Load A is removed. The rod balances at pivot distance $ l/3 $ from the center.
Torque Balance about Pivot:

$$ M \cdot g \cdot \left(\frac{l}{3}\right) = m_B \cdot g \cdot \left(\frac{l}{2} – \frac{l}{3}\right) $$ $$ M \left(\frac{l}{3}\right) = 30 \left(\frac{l}{6}\right) $$ $$ \frac{M}{3} = 5 \implies M = 15 \text{ kg} $$

Step 2: Calculate Mass of Load A (Using Case 1)

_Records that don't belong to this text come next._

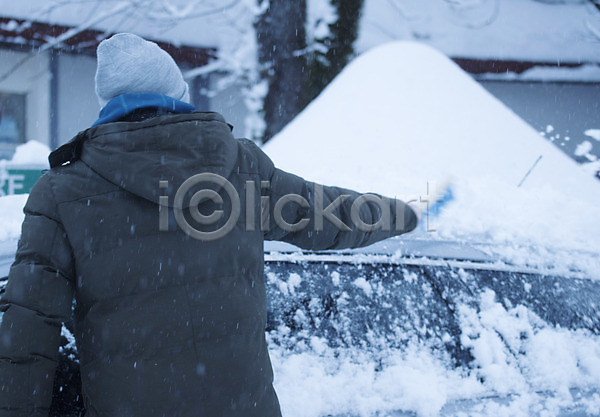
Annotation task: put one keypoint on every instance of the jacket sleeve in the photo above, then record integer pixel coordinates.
(317, 217)
(37, 300)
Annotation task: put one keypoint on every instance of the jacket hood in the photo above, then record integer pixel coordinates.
(136, 156)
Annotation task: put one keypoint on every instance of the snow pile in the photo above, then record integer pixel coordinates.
(403, 115)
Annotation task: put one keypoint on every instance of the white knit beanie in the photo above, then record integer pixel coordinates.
(130, 64)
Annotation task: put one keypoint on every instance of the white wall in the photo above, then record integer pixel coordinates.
(77, 102)
(33, 79)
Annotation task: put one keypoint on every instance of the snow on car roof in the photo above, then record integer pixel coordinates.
(404, 115)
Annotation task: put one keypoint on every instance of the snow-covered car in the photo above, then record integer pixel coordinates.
(411, 326)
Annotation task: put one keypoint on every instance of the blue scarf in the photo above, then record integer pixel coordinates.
(122, 105)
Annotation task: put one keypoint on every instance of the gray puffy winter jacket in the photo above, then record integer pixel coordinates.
(167, 323)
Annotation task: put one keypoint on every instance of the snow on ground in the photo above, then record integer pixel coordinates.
(398, 117)
(403, 115)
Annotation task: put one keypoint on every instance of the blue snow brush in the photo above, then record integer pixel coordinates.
(441, 197)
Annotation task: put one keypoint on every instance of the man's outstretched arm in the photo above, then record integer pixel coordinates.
(317, 217)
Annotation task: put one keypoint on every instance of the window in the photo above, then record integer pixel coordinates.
(12, 123)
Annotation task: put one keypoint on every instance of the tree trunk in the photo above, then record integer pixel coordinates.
(282, 38)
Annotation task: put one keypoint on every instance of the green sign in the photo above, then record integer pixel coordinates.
(18, 180)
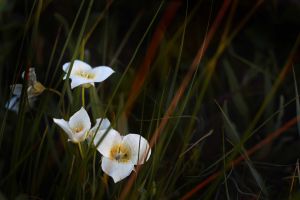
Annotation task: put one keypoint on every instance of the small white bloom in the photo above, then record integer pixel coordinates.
(121, 153)
(84, 74)
(105, 124)
(77, 127)
(35, 88)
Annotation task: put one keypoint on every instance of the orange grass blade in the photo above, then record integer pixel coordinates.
(249, 152)
(151, 52)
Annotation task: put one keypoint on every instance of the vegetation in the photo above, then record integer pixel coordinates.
(212, 85)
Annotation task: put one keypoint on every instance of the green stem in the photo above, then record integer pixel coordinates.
(82, 96)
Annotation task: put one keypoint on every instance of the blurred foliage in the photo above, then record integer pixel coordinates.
(37, 162)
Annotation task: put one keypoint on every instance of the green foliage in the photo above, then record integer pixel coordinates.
(201, 115)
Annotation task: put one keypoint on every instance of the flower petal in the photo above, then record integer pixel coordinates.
(13, 104)
(105, 124)
(80, 119)
(78, 65)
(115, 169)
(139, 148)
(78, 80)
(101, 73)
(65, 126)
(111, 138)
(16, 89)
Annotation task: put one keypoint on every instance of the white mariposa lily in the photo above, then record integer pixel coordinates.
(84, 74)
(121, 153)
(105, 124)
(77, 127)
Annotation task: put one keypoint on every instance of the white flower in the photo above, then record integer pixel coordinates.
(105, 124)
(77, 127)
(84, 74)
(35, 88)
(121, 153)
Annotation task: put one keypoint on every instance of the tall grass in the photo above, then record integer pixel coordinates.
(208, 83)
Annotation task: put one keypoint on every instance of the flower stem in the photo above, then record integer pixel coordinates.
(80, 150)
(82, 96)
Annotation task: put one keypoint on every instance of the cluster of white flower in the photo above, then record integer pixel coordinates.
(120, 153)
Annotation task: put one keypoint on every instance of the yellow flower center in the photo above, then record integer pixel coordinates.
(120, 153)
(85, 74)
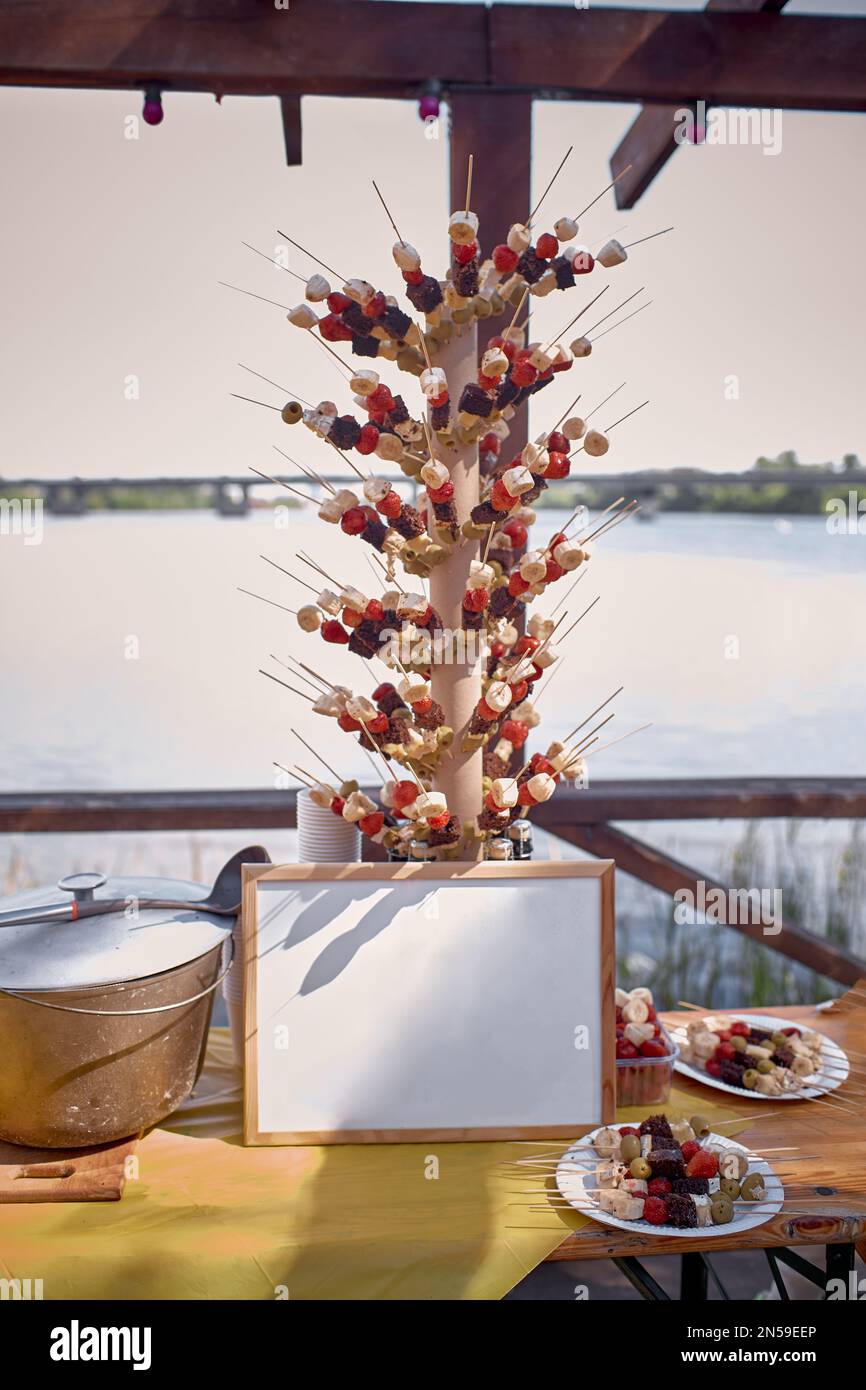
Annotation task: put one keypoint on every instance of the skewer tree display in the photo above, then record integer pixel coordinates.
(458, 573)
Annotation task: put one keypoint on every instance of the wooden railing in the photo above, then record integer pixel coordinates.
(581, 818)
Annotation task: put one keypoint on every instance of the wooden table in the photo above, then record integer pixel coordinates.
(819, 1207)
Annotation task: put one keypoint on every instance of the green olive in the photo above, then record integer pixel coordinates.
(722, 1209)
(752, 1187)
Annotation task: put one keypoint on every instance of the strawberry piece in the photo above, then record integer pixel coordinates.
(655, 1211)
(702, 1165)
(505, 259)
(373, 823)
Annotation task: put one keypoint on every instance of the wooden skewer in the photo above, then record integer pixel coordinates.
(622, 321)
(549, 185)
(278, 267)
(647, 238)
(594, 713)
(330, 268)
(289, 573)
(262, 599)
(303, 694)
(603, 191)
(281, 484)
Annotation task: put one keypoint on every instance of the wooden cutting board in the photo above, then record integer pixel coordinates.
(64, 1175)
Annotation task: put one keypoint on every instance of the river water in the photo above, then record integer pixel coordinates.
(132, 663)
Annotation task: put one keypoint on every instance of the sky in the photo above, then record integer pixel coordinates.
(120, 346)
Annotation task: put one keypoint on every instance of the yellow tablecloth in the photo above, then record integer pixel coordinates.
(207, 1218)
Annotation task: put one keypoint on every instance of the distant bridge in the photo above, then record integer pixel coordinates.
(70, 496)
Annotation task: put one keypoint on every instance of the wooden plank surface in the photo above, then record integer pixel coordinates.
(649, 141)
(363, 47)
(804, 61)
(662, 872)
(685, 798)
(837, 1141)
(64, 1175)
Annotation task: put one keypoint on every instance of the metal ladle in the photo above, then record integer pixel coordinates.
(223, 900)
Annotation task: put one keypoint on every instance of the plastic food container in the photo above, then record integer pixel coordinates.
(645, 1080)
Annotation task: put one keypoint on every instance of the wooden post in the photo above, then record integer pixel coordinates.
(501, 195)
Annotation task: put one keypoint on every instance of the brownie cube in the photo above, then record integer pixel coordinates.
(681, 1211)
(666, 1162)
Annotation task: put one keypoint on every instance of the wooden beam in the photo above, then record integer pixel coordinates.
(289, 110)
(366, 47)
(659, 870)
(802, 61)
(649, 141)
(68, 812)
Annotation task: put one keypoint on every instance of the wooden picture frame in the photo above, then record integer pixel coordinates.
(496, 959)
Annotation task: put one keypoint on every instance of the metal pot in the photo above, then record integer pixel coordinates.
(103, 1020)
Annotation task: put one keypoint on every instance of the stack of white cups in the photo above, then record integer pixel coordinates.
(323, 838)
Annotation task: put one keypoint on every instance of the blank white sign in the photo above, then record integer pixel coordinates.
(395, 1008)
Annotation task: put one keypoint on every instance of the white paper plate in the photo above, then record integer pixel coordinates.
(833, 1059)
(576, 1180)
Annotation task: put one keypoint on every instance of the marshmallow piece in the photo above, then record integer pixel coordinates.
(359, 289)
(323, 795)
(535, 458)
(541, 627)
(317, 288)
(406, 256)
(328, 602)
(434, 474)
(430, 804)
(327, 705)
(302, 316)
(353, 599)
(309, 617)
(533, 566)
(597, 444)
(498, 697)
(413, 687)
(519, 238)
(517, 480)
(565, 230)
(389, 448)
(494, 363)
(545, 656)
(409, 603)
(505, 792)
(569, 555)
(362, 709)
(364, 382)
(612, 253)
(541, 787)
(463, 227)
(480, 576)
(357, 805)
(376, 489)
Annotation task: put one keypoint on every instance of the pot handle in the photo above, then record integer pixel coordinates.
(128, 1014)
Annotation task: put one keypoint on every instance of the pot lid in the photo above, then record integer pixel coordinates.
(111, 948)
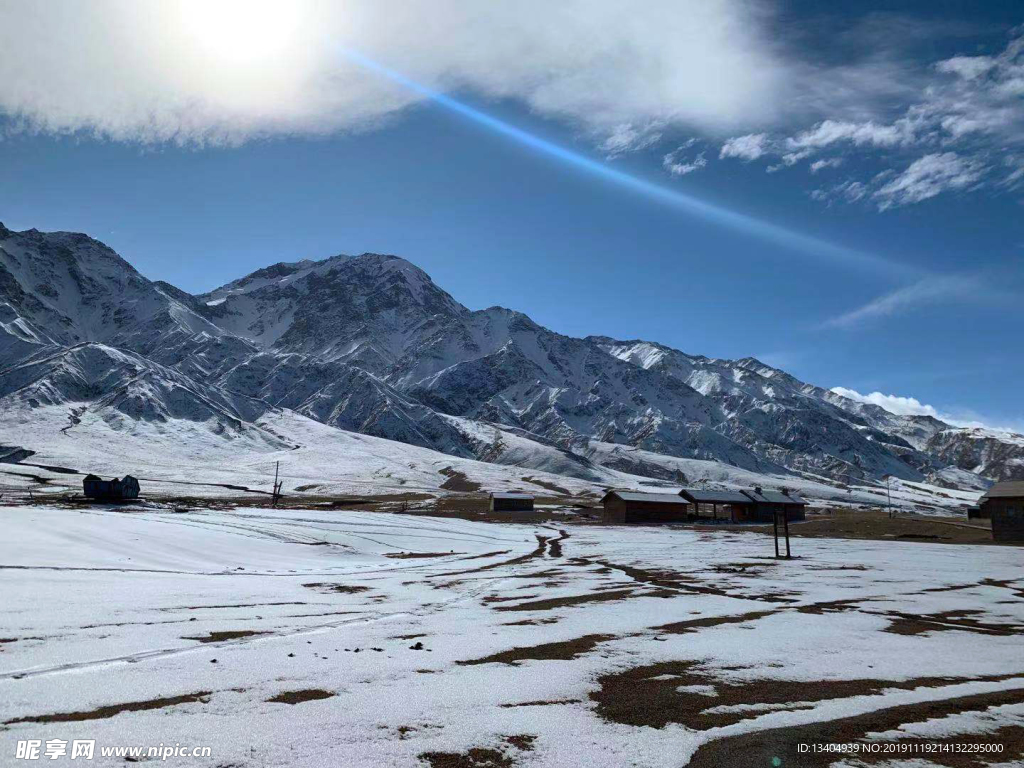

Load A is added. The pivot moves to distance $ l/4 $ from the center.
Torque Balance about Pivot (Note: Load A is at one end, so distance from center is $ l/2 $):

$$ \text{Torque}_{CCW} = \text{Torque}_{CW} $$ $$ m_A \cdot \left(\frac{l}{2} + \frac{l}{4}\right) + M \cdot \left(\frac{l}{4}\right) = m_B \cdot \left(\frac{l}{2} – \frac{l}{4}\right) $$ $$ m_A \left(\frac{3l}{4}\right) + M \left(\frac{l}{4}\right) = m_B \left(\frac{l}{4}\right) $$

Canceling common terms ($ l/4 $):

$$ 3m_A + M = m_B $$

Step 3: Final Answer

Substitute $ M = 15 $ and $ m_B = 30 $:

$$ 3m_A + 15 = 30 $$ $$ 3m_A = 15 $$ $$ m_A = 5 \text{ kg} $$

Answer: 5 kg (Option b)